Nell’educazione dei bambini in età prescolare le relazioni interpersonali e l’ambiente svolgono un ruolo fondamentale per lo sviluppo.
L’atteggiamento che l’adulto deve tenere nei confronti dei bambini appena nati è di disponibilità e di apertura alla comunicazione. Il neonato comunica con l’adulto fin dai primi giorni attraverso dei messaggi che indicano le sensazioni di benessere o malessere del bambino. L’educazione del fanciullo inizia fin dai primi giorni perché il neonato assorbe la cultura attraverso le relazioni con gli altri e le esperienze che ha nell’ambiente in cui vive. Il bambino elabora nei primi tre anni di vita delle strutture fondamentali come i ritmi del sonno e della veglia, l’atteggiamento verso il cibo, la capacità di movimento e la sicurezza nelle relazioni con gli altri. Attraverso le cure che l’adulto presta al fanciullo quest’ultimo comincia a prendere coscienza del proprio corpo ecco perché la carenza di cure adeguate provoca un ritardo nello sviluppo. Nei primi anni del bambino l’educazione si caratterizza come un’educazione al fare perché in età prescolare i bambini imparano facendo ed entrando in relazione con gli altri e con l’ambiente. Perciò se il fanciullo vive in un ambiente carente di stimoli e ha delle relazioni interpersonali insoddisfacenti gli effetti di questa situazione si ripercuotono sia nella sfera intellettiva che in quella emotiva.

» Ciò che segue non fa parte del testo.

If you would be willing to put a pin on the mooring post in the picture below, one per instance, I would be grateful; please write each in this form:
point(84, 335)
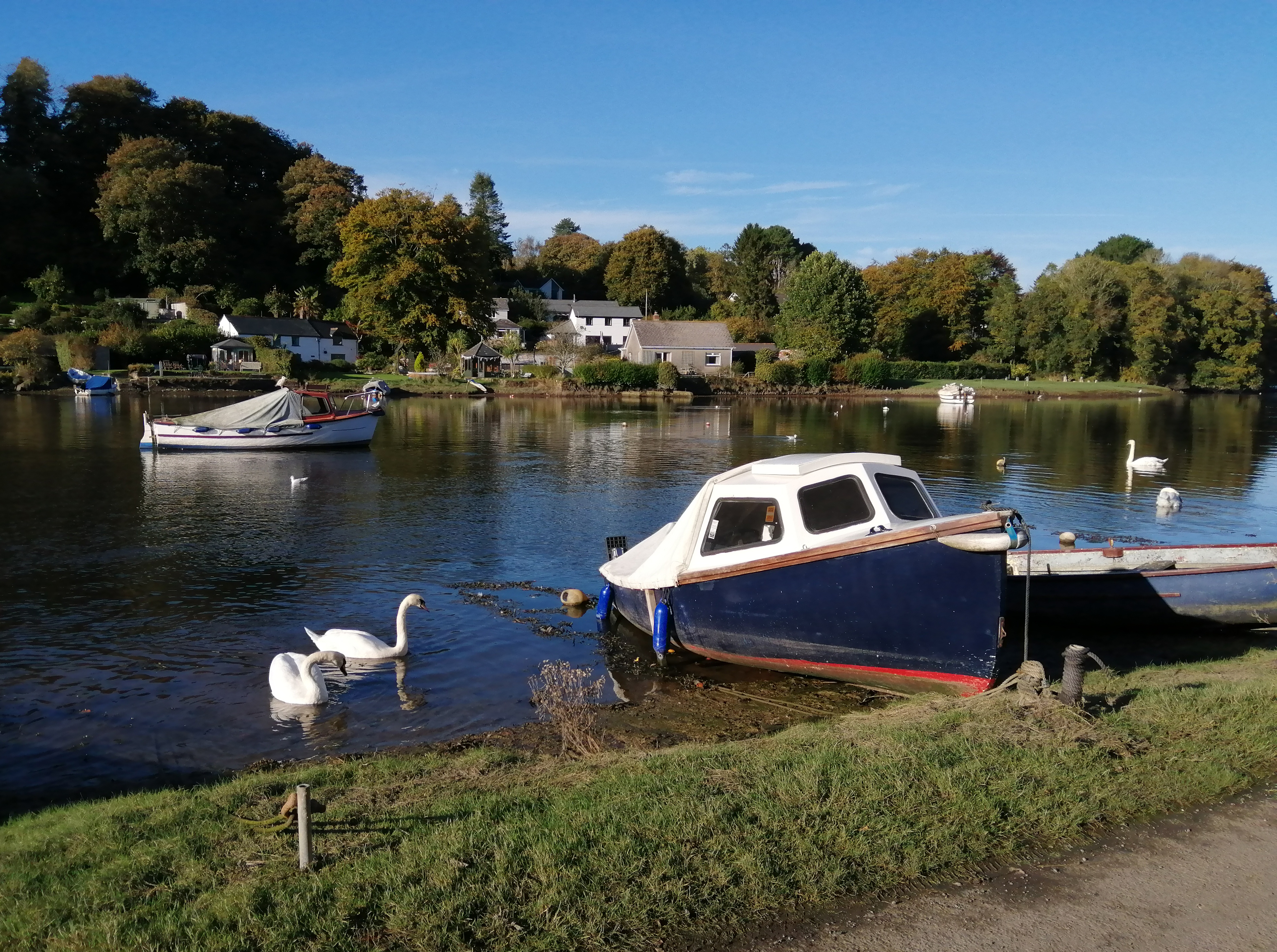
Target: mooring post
point(303, 826)
point(1071, 684)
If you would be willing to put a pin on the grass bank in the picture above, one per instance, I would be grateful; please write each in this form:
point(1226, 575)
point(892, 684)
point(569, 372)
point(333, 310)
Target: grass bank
point(495, 849)
point(1055, 389)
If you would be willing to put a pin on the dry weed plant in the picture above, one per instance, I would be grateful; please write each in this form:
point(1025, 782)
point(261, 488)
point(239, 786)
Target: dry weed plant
point(563, 697)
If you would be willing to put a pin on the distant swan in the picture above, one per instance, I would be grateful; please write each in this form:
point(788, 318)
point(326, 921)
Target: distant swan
point(360, 645)
point(295, 679)
point(1145, 462)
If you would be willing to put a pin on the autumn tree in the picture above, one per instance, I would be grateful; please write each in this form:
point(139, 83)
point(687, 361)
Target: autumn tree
point(487, 210)
point(163, 207)
point(647, 268)
point(415, 268)
point(319, 194)
point(931, 305)
point(828, 312)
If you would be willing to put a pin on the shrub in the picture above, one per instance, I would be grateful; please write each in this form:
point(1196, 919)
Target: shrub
point(667, 376)
point(617, 373)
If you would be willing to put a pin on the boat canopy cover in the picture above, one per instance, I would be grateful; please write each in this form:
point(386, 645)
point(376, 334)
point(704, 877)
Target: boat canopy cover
point(90, 382)
point(275, 409)
point(661, 558)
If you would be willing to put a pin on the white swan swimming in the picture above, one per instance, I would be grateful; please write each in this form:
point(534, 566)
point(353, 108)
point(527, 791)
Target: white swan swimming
point(1145, 462)
point(295, 678)
point(360, 645)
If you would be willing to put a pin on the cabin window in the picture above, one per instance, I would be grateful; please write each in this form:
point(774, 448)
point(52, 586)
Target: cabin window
point(742, 524)
point(834, 504)
point(903, 497)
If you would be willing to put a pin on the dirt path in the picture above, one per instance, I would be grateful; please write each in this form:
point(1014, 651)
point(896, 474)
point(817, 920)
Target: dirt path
point(1201, 881)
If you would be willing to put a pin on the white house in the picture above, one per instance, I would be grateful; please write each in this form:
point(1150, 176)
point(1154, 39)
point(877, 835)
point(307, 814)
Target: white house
point(311, 340)
point(693, 346)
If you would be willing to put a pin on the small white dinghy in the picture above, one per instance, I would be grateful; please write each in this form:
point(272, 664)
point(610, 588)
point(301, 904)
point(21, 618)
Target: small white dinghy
point(92, 385)
point(957, 394)
point(283, 419)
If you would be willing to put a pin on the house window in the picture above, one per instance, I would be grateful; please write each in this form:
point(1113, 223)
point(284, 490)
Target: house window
point(742, 524)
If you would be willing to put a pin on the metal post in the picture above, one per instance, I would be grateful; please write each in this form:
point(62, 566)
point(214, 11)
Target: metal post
point(303, 826)
point(1071, 686)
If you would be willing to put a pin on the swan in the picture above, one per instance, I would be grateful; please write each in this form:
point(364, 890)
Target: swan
point(295, 678)
point(362, 645)
point(1145, 462)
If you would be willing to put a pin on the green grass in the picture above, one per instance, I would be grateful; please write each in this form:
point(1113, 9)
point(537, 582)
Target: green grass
point(1053, 387)
point(497, 851)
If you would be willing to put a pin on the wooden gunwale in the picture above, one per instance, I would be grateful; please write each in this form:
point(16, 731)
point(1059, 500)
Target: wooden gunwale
point(884, 540)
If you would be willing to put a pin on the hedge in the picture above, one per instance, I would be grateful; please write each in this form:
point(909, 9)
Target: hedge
point(617, 373)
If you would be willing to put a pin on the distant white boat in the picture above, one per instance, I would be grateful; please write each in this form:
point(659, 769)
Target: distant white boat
point(957, 394)
point(283, 419)
point(92, 385)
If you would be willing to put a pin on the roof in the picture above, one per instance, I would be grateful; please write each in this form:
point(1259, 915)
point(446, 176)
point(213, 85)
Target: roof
point(685, 335)
point(271, 327)
point(604, 309)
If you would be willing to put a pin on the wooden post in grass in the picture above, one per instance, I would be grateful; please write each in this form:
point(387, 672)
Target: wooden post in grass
point(303, 826)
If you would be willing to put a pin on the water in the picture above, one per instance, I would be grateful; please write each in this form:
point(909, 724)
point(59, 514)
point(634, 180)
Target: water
point(143, 598)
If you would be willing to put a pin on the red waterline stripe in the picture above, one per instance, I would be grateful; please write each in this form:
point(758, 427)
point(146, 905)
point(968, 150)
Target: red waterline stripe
point(966, 679)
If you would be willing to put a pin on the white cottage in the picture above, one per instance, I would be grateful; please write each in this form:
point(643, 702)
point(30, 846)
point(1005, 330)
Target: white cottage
point(311, 340)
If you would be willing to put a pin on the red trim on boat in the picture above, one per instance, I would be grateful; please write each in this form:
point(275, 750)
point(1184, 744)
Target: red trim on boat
point(827, 668)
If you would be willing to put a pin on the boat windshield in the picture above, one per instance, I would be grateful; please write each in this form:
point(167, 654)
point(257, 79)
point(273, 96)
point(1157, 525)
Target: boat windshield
point(834, 504)
point(741, 524)
point(903, 497)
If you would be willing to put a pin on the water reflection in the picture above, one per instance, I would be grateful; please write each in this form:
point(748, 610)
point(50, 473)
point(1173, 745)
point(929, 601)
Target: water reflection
point(143, 597)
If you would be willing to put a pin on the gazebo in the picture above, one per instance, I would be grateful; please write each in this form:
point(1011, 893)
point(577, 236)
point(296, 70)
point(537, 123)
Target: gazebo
point(479, 360)
point(233, 350)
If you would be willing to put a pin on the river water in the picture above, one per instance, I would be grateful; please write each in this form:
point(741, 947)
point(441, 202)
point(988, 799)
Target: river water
point(143, 597)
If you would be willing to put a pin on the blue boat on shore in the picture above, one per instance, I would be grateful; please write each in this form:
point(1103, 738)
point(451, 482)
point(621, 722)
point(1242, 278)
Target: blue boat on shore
point(1148, 585)
point(829, 564)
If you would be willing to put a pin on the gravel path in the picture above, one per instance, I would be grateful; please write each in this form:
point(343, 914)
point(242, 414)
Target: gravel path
point(1200, 881)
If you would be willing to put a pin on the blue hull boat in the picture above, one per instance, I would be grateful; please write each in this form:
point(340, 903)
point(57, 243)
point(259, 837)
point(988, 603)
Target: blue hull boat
point(1210, 585)
point(837, 566)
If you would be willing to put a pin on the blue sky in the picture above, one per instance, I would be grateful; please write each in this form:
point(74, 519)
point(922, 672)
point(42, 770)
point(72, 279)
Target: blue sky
point(866, 128)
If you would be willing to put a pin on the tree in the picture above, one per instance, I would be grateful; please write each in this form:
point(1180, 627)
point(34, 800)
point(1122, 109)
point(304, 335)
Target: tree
point(487, 210)
point(319, 194)
point(163, 207)
point(828, 312)
point(931, 305)
point(647, 268)
point(1124, 249)
point(306, 304)
point(50, 288)
point(415, 270)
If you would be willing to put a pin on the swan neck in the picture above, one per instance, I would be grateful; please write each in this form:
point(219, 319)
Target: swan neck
point(401, 627)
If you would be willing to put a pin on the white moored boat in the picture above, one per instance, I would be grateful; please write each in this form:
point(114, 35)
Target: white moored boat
point(957, 394)
point(283, 419)
point(92, 385)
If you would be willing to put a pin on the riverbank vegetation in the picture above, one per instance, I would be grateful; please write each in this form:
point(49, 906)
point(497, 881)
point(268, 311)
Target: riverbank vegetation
point(498, 849)
point(108, 192)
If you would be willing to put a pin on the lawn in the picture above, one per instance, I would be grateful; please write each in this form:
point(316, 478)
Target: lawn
point(495, 849)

Secondo Maria Montessori in ogni essere umano c’è un embrione spirituale che durante la crescita assume delle forme personali. Ogni bambino dai zero ai tre anni ha una grande capacità di assimilare, cioè di imparare dalle esperienze per questo motivo l’ambiente in cui vive  è  molto importante. Secondo Maria Montessori la mente del fanciullo è una mente assorbente in quanto riesce inconsapevolmente ad assimilare una grande quantità di dati e di rappresentazioni sensibili.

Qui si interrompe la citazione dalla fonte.